The following is a list of suggestions that might help you stabilize your system:
Reduce the time step somewhat, some applications require 20 fs rather than 30-40 fs. If you need to go below 20 fs something else is likely to be wrong.
Increase the neighbourlist update frequency and/or neighborlist cutoff size.
Replace contraints by (stiff) bonds, recommended during minimization
Replace stiff bonds by constraints, this will increase stability and allow larger time steps. Stiff bonds are bonds with a force constant exceeding ~ 10000 kJ mol-1 nm-2.
For beta-strands, you might try using distance constraints, available as option in the itp-generating script. If proteins keep crashing in general, try adding an elastic network to your protein, using ELNEDYN.
Play with your topology, you might have conflicting bonded potentials. Also make sure you have the appropriate exclusions (nearest neighbours should alway be excluded, but sometimes 2nd or 3rd nearest neighbours as well.
My water is freezing, help!
The unwanted freezing of water is a known problem in the current parameterization (version 2). It has already been observed and discussed in our previous work [1,2,3]. Please note the following points:
i) although the LJ parameters for water (ε=5.0 kJ mol-1, σ=0.47 nm) bring it into the solid state region of the LJ phase diagram, the use of a shift potential reduces the long-range attractive part. Consequently, the CG water is more fluid compared to the standard LJ particle.
ii) We have previously [2] determined the freezing temperature of the CG water as 290 +/- 5K. While this is admittedly higher than it should be, in most applications freezing is not observed as long as no nucleation site is formed. Apart from simulations performed at lower temperatures, rapid freezing is therefore a potential problem in systems where a nucleation site is already present (a solid surface, but also an ordered bilayer surface may act as one) or when periodicity enhances the long range ordering (e.g., for small volumes of water).
iii) In those cases in which the freezing poses a problem, a simple pragmatic solution has been presented in the form of antifreeze particles. This works in some cases, but has apparently given problems in combination with solid supports. Therefore, be careful to check that your antifreeze particles do not cluster. You may also switch to the polarizable water model which has a lower melting temperature [4].
Anyhow, the freezing of Martini water is clearly not ideal, and there is room for improvement. In future versions of the MARTINI force field we intend to use a softer potential with a tuneable width to extend the fluid range of the water model.
[1] S.J. Marrink, H.J. Risselada, S. Yefimov, D.P. Tieleman and A.H. de Vries. The MARTINI force field: Coarse grained model for biomolecular simulations. J. Phys. Chem. B, 2007, 111, 7812-7824.
[2] S.J. Marrink, A.H. de Vries and A.E. Mark, Coarse grained model for semiquantitative lipid simulations, J. Phys. Chem. B, 2004, 108, 750–760.

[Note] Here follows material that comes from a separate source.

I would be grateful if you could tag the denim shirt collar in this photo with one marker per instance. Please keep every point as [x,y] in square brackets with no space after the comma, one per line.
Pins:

[3] S.J. Marrink, X. Periole, D.P. Tieleman, A.H. de Vries. Comment on using a too large integration time step in molecular dynamics simulations of coarse-grained molecular models. Phys. Chem. Chem. Phys., 12:2254-2256, 2010. abstract
[4] S.O. Yesylevskyy, L.V. Schäfer, D. Sengupta, S.J. Marrink. Polarizable water model for the coarse-grained Martini force field. PLoS Comp. Biol, 6:e1000810, 2010. open access
My protein starts deforming, help!
Time to use an elastic network in combination with your Martini protein. See the ELNEDYN tutorial page.
My vesicles do not want to fuse, help!
Well, some vesicles simple do not like to fuse so maybe your expectations should be lowered ..... however, there could be a potential artificial barrier toward fusion if you use Martini 2.0 or higher. In order to make the solvation free energy of ions in apolar media more realistic, in version 2.0 the interaction between Q type particles and C1/C2 particles was changed to the 'super-repulsive' category. Here the effective size of the Q particles (or C particles, depending on your perspective) was increased to 0.6 nm, much larger than the standard interaction size of 0.47 nm. This effectively blocked ions from dissolving into apolar solvents such as the bilayer interior. However, it also has the unwanted effect that it hinders lipid tails from protruding toward and through the lipid/water interface. The first barrier to vesicle fusion is the formation of a stalk, which is triggered by the protrusion of lipid tails ...
In order to remove this artefact, simply change the Q-C1/C2 interactions back to their normal 'repulsive' interaction style, but do realize that this will also affect the ability of ions to pass through membranes. If you want to look at fusion in the presence of ions, you might want to add a different particle type to distinguish the Q site of the lipid headgroup versus the Q sites of the ions ..
See also:
[1] D. Mirjanian, A.N. Dickey, J.H. Hoh, T.B. Woolf, M.J. Stevens. Splaying of Aliphatic Tails Plays a Central Role in Barrier Crossing During Liposome Fusion. J. Phys. Chem. B 2010, 114, 11061–11068, in which this trick was applied.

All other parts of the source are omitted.